Bert Kelly, 10 June 1981. Economics Made Easy (Adelaide: Brolga Books, 1982), pp. 191-93.
The Bulletin on May 27th1 wrote than an Association of Modest Members was being formed and that I was to be its patron. The idea is to gather together members and ex-members of Federal and State Parliaments who believe that the market is better than government at arranging commercial affairs.
The reaction of “my family” to this news was interesting. Mavis had her usual knee-jerk reaction that she has if she gets excited; she started to iron my striped trousers! She bought those years ago when she thought I might be made a minister. We now keep them in case I get a state funeral; she thinks they would be much more suitable than pyjamas for such a grand occasion.
Fred didn’t say much except to warn me not to get a swelled head. He has been grimly determined to keep me in my proper place for the last 25 years. Eccles seemed pleased enough though he muttered that we didn’t have time to sit around preening ourselves because the forces of evil were gathering and we had to go forth and smite them hip and high.
You would have at least thought that Eccles would have given me the afternoon off so that I could look back over the last 25 years and see how far we had come since then when there were only one or two of us fighting the good fight.

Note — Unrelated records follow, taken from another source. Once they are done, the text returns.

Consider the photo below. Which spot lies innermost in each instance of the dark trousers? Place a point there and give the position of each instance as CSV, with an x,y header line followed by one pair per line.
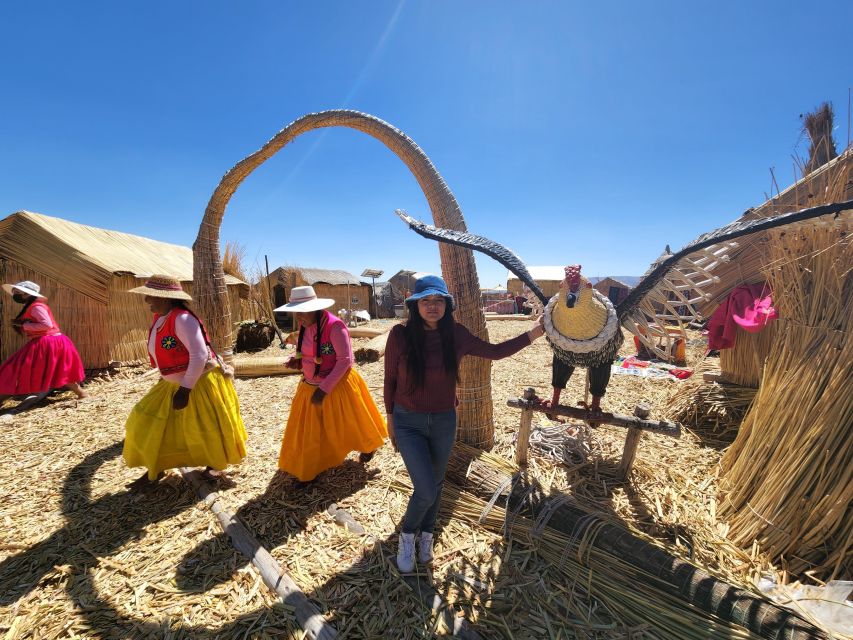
x,y
599,376
424,441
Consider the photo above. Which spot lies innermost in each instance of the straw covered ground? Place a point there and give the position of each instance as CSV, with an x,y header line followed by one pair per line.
x,y
80,556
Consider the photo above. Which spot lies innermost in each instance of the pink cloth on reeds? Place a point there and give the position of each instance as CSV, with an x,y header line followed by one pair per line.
x,y
749,306
42,364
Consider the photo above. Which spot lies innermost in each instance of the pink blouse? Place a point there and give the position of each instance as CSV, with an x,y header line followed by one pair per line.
x,y
190,334
343,356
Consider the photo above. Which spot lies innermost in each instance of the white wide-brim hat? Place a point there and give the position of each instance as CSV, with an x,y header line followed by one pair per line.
x,y
26,287
304,300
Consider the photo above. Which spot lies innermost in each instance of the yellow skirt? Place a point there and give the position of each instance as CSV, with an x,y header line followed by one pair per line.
x,y
320,437
208,432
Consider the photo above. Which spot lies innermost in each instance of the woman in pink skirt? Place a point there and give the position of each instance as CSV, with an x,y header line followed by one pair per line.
x,y
48,360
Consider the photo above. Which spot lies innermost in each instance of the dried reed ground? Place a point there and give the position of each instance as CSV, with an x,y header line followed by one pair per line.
x,y
80,557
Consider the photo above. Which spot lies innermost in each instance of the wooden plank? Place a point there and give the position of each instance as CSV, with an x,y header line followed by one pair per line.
x,y
662,426
307,614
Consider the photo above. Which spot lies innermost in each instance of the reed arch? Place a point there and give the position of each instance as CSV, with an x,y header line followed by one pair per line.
x,y
457,263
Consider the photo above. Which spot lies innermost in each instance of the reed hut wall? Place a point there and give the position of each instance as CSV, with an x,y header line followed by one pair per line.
x,y
549,287
788,475
85,273
345,289
743,364
833,182
80,317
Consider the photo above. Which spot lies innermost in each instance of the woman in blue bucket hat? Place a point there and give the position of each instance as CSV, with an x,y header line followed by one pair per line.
x,y
422,359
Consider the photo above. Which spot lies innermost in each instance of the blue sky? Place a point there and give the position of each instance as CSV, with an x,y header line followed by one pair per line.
x,y
568,131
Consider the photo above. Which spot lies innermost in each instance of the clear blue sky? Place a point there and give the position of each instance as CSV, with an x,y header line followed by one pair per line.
x,y
572,132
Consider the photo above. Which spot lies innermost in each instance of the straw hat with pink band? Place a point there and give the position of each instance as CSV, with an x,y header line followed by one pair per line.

We really were clobbered in those days. Some of the onlookers used to help a little. I remember once when John McEwen was belting me, I received a note from Adam Smith which I suppose was to bring me comfort. It read:
The member of Parliament who supports every proposal for strengthening tariff protection is sure to acquire not only the reputation for understanding trade, but also great popularity and influence with an order of men whose number and wealth render them of great importance. If he opposes them, on the contrary, and still more, if he has authority enough to be able to thwart them, neither the most acknowledged probity, nor the highest rank, nor the greatest public services, can protect him from the most infamous abuse and detraction arising from the insolent outrage of furious and disappointed monopolists.
These fine thoughts didn’t really help much.
But it was Eccles who made my cup of misery run over. He proudly proclaimed that economists were supposed to be unpopular, and to prove it he quoted the great economist, Alfred Marshall.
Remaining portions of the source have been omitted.